Sales and Sales Management Blog

January 28, 2008

Are You Missing this Most Underutilized and Effective Marketing Format?

Salespeople and business owners often overlook one of the most effective and quick ways to both establish themselves as experts in their field and generate a pipeline of quality prospects.

Most salespeople and small business owners are all too familiar with cold-calling; purchasing leads; sending out mass direct mail and email pieces; and using print, radio and TV advertising and other common methods of lead generation.  However, becoming a niche expert and taking that expertise on the road in the form of speaking to groups and organizations that cater to their prospects is seldom considered.

The natural fear of public speaking is a deterrent for many, but most salespeople simply have not considered the possibility.  When we think of a speaker, most of us envision someone with grand ideas speaking to the most crucial events of the day—or maybe someone who has lead an extraordinary life, regaling the audience with tales of high adventure.  If we do think of business experts as speakers, we tend to think of names such as Jack Welch, Tom Hopkins, Zig Ziglar or some other high-profile guru who commands tens of thousands of dollars per appearance.

Those sorts of people may be the most visible, but they are, in fact, the tiny minority of speakers.  Literally tens of thousands of organizations in the US need speakers on a regular weekly or monthly basis.  A large percentage of these organizations are actively looking for businesspeople that have a message that will appeal to the majority of their members—and you could be that speaker.

You need not be expounding on the evils of the Democratic takeover of Congress, or the how badly the Republicans have governed, or the great coming economic downfall of civilization as we know it.  You do not have to be a stand-up comedian or a storyteller on the level of Garrison Keillor.

Speaking for local groups and originations only requires you to have information that is relevant and interesting. 

A realtor client of mine became an expert in the minutiae of every neighborhood in her city and began speaking to groups about the transitions taking place in the city—which neighborhoods are on the verge of taking off, and which in decline.  Her presentation is laced with statistics but also stories and history, with fact and prediction.
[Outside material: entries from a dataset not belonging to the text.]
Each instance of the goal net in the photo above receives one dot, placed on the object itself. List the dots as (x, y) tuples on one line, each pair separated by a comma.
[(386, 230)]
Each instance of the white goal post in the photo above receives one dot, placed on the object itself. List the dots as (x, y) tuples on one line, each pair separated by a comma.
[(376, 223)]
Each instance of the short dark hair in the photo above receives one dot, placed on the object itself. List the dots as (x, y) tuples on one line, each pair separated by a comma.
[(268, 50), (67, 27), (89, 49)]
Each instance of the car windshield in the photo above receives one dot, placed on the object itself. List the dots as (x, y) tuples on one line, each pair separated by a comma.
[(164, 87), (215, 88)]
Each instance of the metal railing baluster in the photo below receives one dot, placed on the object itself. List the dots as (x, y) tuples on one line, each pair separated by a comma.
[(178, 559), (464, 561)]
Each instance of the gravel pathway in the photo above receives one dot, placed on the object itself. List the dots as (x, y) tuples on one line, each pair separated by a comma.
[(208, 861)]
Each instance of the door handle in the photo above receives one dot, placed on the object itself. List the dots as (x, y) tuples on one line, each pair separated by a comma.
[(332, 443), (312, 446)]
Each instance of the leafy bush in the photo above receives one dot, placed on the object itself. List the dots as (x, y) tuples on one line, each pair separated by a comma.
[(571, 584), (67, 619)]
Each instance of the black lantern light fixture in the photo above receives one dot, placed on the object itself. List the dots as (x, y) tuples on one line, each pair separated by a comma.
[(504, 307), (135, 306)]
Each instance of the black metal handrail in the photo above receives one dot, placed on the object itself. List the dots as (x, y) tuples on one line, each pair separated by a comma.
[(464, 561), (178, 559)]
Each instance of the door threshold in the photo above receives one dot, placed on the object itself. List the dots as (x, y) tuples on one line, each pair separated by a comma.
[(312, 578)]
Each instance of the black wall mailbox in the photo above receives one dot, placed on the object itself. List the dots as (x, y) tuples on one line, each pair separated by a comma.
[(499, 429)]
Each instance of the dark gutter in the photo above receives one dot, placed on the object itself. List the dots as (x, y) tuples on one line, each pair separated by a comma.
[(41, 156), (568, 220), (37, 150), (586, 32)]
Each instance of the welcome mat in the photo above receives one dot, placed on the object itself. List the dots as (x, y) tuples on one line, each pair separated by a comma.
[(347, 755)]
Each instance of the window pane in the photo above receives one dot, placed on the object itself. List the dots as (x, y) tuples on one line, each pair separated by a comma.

Within a matter of several months, she became the “go to” person when members of audiences she had spoken to began to think about buying or selling their home, because she is recognized as the expert on where to move, where to build and where to avoid.

Another client of mine, a business insurance broker, began speaking about the issues that businesses in his city face in terms of risk.  His presentation centers on crime, employee theft, and upcoming city ordinances that may affect business, and other, unexciting aspects of risk management.

Although he is a likable and entertaining man, his presentation is hardly worthy of an appearance on The Late Show with David Letterman.  Nevertheless, he has information that is of interest to other businesspeople.  Moreover, he, like the realtor, has become known as expert in his field.  Businesspeople come to him first because of their perception of his extraordinary knowledge of both business risk and how to manage it and the local issues facing businesses.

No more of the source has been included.